Future Wife is an interactive play with everything: goats, aliens, and spreadsheets

A variety of digital experiences have been created by the pandemic, ranging from Google Forms escape rooms to entire virtual comedy shows. Future Wife: Party In a Spreadsheet is an interactive digital play/upstate barn wedding that I attended last Friday. It takes things to a new level. Playwright Ruth Tang and Sarah Blush co-created the show. It is performed by a group of theater company New Georges collaborators and a cast that includes a variety of games. The show manages to be fun, confusing, and, surprising, even a bit touching. It's basically all that Google Sheets is not.
It is difficult to explain Party in Spreadsheet in a way which makes sense. There are communist goats and alien activists. There are also several themed islands. An anonymous audience pretending to be a variety exotic animals. The official description also contains many ominous threats.

You are invited to a Very Heterosexual wedding. However, we don't have the funds for a real one so we created one using spreadsheets. You should wear comfortable shoes as it is a dance party. You are invited to bring food. It is a terrifying and vast landscape. It is a huge barn full of massive machines. Did I say that? Dont worry. You might be the one who is swaying on lawn to the sound of sharpening knives. You are welcome.

You will receive an email invitation to your wedding. This is where you begin the experience of attending. We gather to celebrate the heterosexual union between Boots and Patsy. The set time was given and I was encouraged by my Google account to log out or open an incognito browser so that I could join the celebrations. Audience members are welcomed and encouraged to explore the meadow and begin editing the sheet.

Blush describes the meadow to tang as a tutorial. Blush explains that the opening page was designed to model behavior. This page introduces the types of interactions that will be used throughout the show. It can be used by any audience member to do things like live text editing and coloring cells, pasting GIFs, and basic improv. Future Wife: Party In a Spreadsheet is possible if you are able to grasp the roleplay that was used at the beginning of the experience.

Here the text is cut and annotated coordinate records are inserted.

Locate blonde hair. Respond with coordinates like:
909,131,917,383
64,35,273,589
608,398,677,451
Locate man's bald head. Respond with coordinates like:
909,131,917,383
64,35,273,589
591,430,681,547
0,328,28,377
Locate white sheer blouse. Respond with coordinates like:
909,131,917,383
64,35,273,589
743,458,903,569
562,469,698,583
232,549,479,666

Things get more bizarre from the meadow. From Boots being a goat to the presence of aliens interrupting the ceremony, the Boots and Patsy wedding doesn't turn out as it should. Future Wife's wide range of settings and locations clearly shows that they are able to cover a variety of topics. Some themes are obvious. For example, the heterosexual rigidity in the wedding industry complex (as Blush calls it) is mirrored by the straight-laced Sheets that is frequently used for work. Google Sheets was perceived by many as a work place or a place where they could do drudgery and tang notes. There are other themes that are not related to goats or wedlock.

Although Sheets may not be the best way to enjoy theater, Party in a Spreadsheet can be described as an adaptation of Tang's original play in a loose sense. However, it was an enjoyable experience that stayed with me. My initial thought was that Sheets editing would be the most fascinating part of this. I was unaware that a Google Doc contained Sheets editing. So, I pretended to be an intelligent worker for an editor. What surprised me the most was the asynchronous interactions.

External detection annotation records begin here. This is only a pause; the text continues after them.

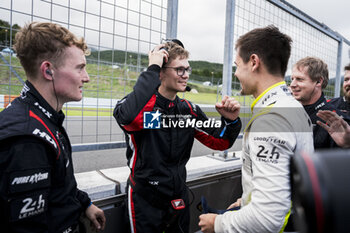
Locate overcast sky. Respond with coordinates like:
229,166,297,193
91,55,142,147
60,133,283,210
178,0,350,66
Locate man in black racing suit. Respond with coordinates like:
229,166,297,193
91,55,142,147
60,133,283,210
0,23,105,233
290,57,350,149
114,42,241,233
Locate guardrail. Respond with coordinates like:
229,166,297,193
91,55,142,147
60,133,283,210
76,156,242,233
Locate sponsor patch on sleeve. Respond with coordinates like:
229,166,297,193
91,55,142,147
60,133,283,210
10,191,48,222
8,168,50,194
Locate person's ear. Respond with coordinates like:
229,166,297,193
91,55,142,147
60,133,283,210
316,77,323,86
40,61,53,81
249,53,260,71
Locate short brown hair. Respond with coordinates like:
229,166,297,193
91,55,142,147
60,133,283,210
236,25,292,76
294,57,329,89
13,22,89,77
165,42,190,63
344,63,350,71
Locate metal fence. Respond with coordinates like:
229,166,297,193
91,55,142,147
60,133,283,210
0,0,350,148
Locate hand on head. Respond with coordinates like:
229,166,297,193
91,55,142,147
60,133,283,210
215,95,241,121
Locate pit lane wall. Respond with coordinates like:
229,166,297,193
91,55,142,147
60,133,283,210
75,152,242,233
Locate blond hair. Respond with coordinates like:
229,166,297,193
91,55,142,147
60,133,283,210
13,22,89,77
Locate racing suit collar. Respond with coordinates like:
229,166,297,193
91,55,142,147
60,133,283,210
156,91,179,109
304,92,327,115
250,81,286,112
21,80,65,125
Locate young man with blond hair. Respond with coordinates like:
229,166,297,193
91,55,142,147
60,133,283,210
199,26,313,233
0,22,105,233
114,40,241,233
290,57,349,149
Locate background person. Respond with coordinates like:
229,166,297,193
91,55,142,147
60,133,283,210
317,110,350,148
0,22,105,232
329,64,350,117
114,41,241,233
199,26,313,233
290,57,349,149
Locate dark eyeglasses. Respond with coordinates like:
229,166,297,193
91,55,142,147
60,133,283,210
163,66,192,77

Blush, Tang, and other actors give the audience lots of digital space, sometimes even whole islands. They coordinate with their cast over Discord to stimulate discussion and improv, with lines from the alien activists trying rescue Boots. This, combined with the anonymity of the experience can lead to candid sharing. You also have magical moments of interaction. Multiple times, I have left an attempt to be funny on one sheet only to return later and find an honest answer or several dumber riffs.

These moments are what truly amaze me. In 2021, honesty, playfulness, and even community in an anonymous shared space are becoming more rare. It would be foolish to expect it. Future Wife does it for an hour.

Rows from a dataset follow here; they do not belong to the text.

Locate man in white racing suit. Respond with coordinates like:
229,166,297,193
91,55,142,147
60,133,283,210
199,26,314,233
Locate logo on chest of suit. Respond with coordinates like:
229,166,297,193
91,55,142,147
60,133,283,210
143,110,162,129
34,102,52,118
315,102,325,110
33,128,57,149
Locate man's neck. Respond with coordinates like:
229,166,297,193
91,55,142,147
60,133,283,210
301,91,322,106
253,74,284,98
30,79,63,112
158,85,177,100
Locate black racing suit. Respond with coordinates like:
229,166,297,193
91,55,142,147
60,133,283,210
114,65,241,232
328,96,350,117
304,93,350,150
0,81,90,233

That feeling of knowing there is so much happening around you and that you have people you can interact with if you want, I believe, is a kind of freedom but also a restriction. Tang explains. That is why I believe that you know. I find the experience of performing the show very enjoyable and kind of like being with people.

Future Wife: Party in the Spreadsheet is currently wrapping up its six-show run. The spreadsheets for previous episodes of Future Wife can be viewed on the ruthtangs website.